Six code lines for Part 1; twelve for Part 2
No loops, no counters, no control structures.
Find all the words containing K that can be composed from the letters in the grid:
- Use letters no more times than they appear in the grid.
- Words must contain at least three letters and appear in the National Puzzlers’ League dictionary.
Write programs to
- Solve a grid: find all the words that can be composed from it that contain its middle letter
- Find the grids with the longest solutions that include a 9-letter word
from Rosetta Code.1
Get a vocabulary
Dictionaries and vocabularies
To avoid confusion between dictionary as a q data structure, and as a list of words, we refer here to the latter as a vocabulary.
Reading the vocabulary is straightforward enough, but we discover words we do not want.
q)show vocab:"\n"vs .Q.hg "http://wiki.puzzlers.org/pub/wordlists/unixdict.txt"
"10th"
"1st"
"2nd"
"3rd"
"4th"
"5th"
"6th"
"7th"
"8th"
"9th"
,"a"
"a&m"
"a&p"
"a's"
"aaa"
"aaas"
"aarhus"
"aaron"
"aau"
"aba"
"ababa"
"aback"
..
We want only words with 3-9 letters composed of the letters a-z. (We see the vocabulary is already in lower case.)
Sometimes we display lists of strings as symbols just to save space
q).Q.A in raze vocab / any upper-case letters here?
00000000000000000000000000b
q)ce:count each
q)`$v39:{x where(ce x)within 3 9}{x where all each x in .Q.a}vocab
`aaa`aaas`aarhus`aaron`aau`aba`ababa`aback`abacus`abalone`abandon`abase`abash..
q)count v39
20664
List v39
is all the words we might find from a word wheel.
Match on the mid letter
The example grid is "ndeokgelw"
. Its mid letter is k, so only words containing k are candidates.
q)grid:"ndeokgelw"
q)grid 4
"k"
q)show c:v39 where grid[4]in'v39
"aback"
"ackerman"
"ackley"
"adkins"
"aiken"
"airlock"
"airpark"
..
Test composable
A simple test for whether a word w
can be composed from a grid g
is to examine the difference of their letter counts.
q)lc:ce group@
q)lc grid
n| 1
d| 1
e| 2
o| 1
k| 1
g| 1
l| 1
w| 1
q)(lc grid)-lc "alaska"
n| 1
d| 1
e| 2
o| 1
k| 0
g| 1
l| 0
w| 1
a| -3
s| -1
The negative numbers in the difference show "alaska"
cannot be composed from "ndeokgelw"
.
The complete test:
q)all 0<=(lc grid)-lc "alaska"
0b
Test all the candidates
Subtract is not atomic in the domain of dictionaries, so we use Each Right to subtract from the grid letter count the letter count of each candidate.

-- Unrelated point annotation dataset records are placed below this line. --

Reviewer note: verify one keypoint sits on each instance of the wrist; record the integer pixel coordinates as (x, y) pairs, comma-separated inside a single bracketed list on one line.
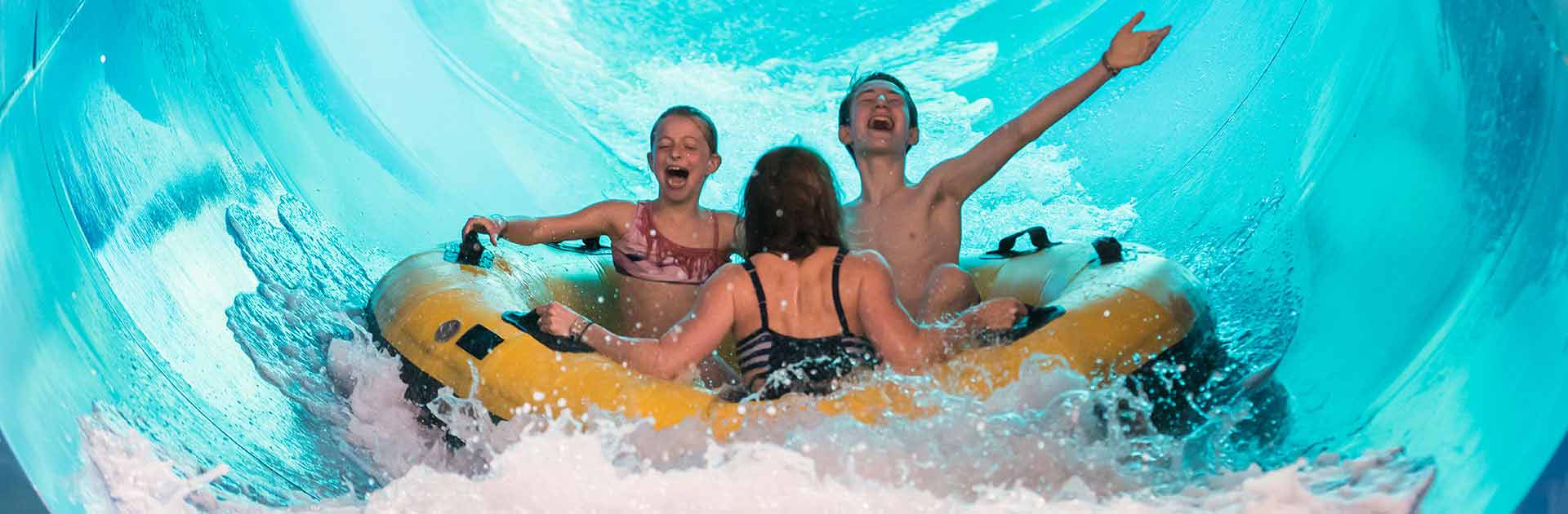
[(501, 224), (1104, 63), (579, 328)]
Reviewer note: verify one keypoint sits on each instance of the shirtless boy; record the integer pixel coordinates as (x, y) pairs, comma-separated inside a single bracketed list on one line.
[(916, 226)]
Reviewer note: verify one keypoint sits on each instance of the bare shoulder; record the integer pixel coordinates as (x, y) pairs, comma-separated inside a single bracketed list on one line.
[(726, 219), (615, 209), (933, 185), (725, 277), (618, 214), (867, 264)]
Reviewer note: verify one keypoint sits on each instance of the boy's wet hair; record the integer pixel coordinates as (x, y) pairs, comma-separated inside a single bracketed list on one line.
[(693, 113), (791, 204), (849, 96)]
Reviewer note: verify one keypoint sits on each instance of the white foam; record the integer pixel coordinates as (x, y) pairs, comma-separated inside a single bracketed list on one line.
[(1034, 445)]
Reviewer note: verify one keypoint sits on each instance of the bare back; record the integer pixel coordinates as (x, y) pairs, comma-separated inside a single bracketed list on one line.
[(799, 294)]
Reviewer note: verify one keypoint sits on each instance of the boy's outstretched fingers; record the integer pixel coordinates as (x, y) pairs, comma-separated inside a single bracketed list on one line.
[(1134, 22)]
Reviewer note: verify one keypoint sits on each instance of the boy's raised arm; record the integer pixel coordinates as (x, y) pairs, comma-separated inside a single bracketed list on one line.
[(959, 178)]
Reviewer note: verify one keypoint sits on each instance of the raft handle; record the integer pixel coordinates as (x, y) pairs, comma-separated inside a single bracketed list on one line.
[(530, 325), (590, 246), (1109, 250), (470, 250), (1037, 237)]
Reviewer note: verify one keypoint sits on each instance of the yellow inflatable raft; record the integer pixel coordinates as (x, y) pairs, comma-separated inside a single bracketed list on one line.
[(463, 325)]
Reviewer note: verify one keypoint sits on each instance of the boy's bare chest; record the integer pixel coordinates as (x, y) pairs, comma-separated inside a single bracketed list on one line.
[(902, 224)]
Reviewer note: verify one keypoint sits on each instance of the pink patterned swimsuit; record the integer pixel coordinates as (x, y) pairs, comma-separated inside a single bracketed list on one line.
[(647, 255)]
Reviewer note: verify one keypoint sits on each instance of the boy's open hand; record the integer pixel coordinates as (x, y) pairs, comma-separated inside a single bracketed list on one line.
[(1134, 47)]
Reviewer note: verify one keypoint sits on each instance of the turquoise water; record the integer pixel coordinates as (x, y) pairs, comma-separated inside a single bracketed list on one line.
[(194, 192)]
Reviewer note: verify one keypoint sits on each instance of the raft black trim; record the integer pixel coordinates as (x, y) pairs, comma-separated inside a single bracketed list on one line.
[(1004, 248), (479, 342), (530, 325), (590, 246)]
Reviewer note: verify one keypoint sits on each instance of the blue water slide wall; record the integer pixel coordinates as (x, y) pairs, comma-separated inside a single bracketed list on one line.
[(1372, 188)]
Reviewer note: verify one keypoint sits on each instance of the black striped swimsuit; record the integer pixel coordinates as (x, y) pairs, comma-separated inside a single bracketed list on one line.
[(802, 366)]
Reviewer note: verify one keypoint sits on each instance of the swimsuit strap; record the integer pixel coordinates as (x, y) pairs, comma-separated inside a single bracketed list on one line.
[(838, 304), (763, 299)]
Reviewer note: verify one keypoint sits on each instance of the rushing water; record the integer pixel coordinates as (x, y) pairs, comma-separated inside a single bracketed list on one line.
[(199, 195)]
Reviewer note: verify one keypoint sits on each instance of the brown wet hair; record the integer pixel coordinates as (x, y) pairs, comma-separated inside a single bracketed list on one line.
[(791, 204), (709, 131)]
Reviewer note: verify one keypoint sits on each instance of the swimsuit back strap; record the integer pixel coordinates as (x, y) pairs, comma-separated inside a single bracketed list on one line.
[(838, 304), (756, 284)]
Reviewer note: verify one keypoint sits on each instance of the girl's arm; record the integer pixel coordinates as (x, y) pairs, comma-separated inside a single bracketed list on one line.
[(591, 221), (683, 347), (906, 347)]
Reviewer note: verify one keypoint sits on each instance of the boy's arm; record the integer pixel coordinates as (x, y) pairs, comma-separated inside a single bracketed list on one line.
[(591, 221), (959, 178)]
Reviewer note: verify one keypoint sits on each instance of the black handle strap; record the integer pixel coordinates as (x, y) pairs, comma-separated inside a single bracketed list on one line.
[(1109, 250), (1034, 320), (1037, 237), (590, 246), (470, 250), (530, 325)]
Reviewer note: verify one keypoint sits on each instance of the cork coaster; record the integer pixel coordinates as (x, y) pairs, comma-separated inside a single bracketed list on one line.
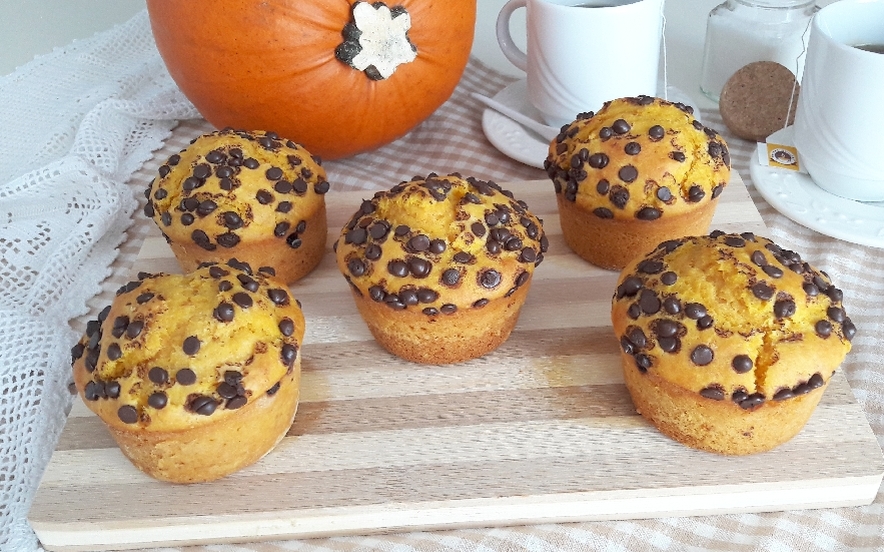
[(755, 100)]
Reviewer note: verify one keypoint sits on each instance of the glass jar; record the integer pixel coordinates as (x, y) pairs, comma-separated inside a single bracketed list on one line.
[(739, 32)]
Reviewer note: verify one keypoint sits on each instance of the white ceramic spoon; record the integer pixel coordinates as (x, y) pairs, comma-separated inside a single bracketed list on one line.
[(548, 133)]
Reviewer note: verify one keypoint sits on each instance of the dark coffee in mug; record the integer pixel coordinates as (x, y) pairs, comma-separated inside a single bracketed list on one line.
[(874, 48)]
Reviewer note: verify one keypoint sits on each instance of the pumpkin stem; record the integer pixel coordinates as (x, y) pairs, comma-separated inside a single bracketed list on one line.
[(376, 39)]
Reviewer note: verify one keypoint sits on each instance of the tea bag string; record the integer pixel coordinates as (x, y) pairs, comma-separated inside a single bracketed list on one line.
[(804, 41), (665, 60)]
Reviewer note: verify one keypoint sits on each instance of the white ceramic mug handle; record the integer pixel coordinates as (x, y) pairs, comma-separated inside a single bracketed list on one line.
[(512, 52)]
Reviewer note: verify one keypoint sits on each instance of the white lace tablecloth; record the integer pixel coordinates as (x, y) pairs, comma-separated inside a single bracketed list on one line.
[(84, 130)]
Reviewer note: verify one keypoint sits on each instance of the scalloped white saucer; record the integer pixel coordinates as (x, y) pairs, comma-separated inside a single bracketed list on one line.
[(519, 143), (795, 195)]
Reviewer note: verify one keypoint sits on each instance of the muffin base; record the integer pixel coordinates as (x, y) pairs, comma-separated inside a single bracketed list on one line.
[(212, 451), (722, 427), (290, 264), (443, 338), (612, 243)]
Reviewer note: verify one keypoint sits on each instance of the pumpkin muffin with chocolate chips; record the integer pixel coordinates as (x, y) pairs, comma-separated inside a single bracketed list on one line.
[(250, 195), (440, 266), (640, 171), (728, 340), (195, 376)]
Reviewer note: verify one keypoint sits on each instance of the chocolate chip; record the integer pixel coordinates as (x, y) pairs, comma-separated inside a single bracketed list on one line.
[(741, 364), (157, 400), (783, 394), (603, 213), (666, 328), (650, 266), (629, 287), (127, 414), (114, 352), (695, 193), (637, 337), (702, 355), (619, 196), (202, 239), (752, 401), (357, 236), (398, 268), (112, 389), (158, 375), (206, 207), (450, 277), (191, 345), (836, 314), (273, 173), (810, 289), (713, 392), (216, 271), (734, 241), (598, 160), (185, 376), (704, 322), (294, 241)]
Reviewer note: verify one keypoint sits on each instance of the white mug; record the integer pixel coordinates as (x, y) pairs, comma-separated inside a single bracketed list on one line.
[(840, 116), (583, 53)]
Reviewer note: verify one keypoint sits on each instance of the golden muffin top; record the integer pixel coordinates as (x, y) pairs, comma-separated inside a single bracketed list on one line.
[(440, 244), (233, 186), (177, 351), (638, 158), (732, 317)]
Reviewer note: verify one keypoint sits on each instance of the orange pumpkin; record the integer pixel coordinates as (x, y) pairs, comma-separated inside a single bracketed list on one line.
[(333, 75)]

q)c where all each 0<=(lc grid)-/:lc each c
"eke"
"elk"
"keel"
"keen"
"keg"
"ken"
"keno"
"knee"
"kneel"
"knew"
"know"
"knowledge"
"kong"
"leek"
"week"
"wok"
"woke"
Putting that all together:
ce:count each
lc:ce group@
vocab:"\n"vs .Q.hg "http://wiki.puzzlers.org/pub/wordlists/unixdict.txt"
v39:{x where(ce x)within 3 9}{x where all each x in .Q.a}vocab
solve:{[g;v]
i:where(g 4)in'v;
v i where all each 0<=(lc g)-/:lc each v i }[;v39]
q)solve "ndeokgelw"
"eke"
"elk"
"keel"
"keen"
"keg"
"ken"
"keno"
"knee"
"kneel"
"knew"
"know"
"knowledge"
"kong"
"leek"
"week"
"wok"
"woke"
Find the best wheel
The solve
function makes possible a naïve solution to the second question: which grids have the longest solutions – i.e. the most words composable from them?
Every grid with a 9-letter word in its solution is a permutation of that word. But only the middle letter determines which candidate words need testing against the grid, so nine rotations exhaust the possibilities.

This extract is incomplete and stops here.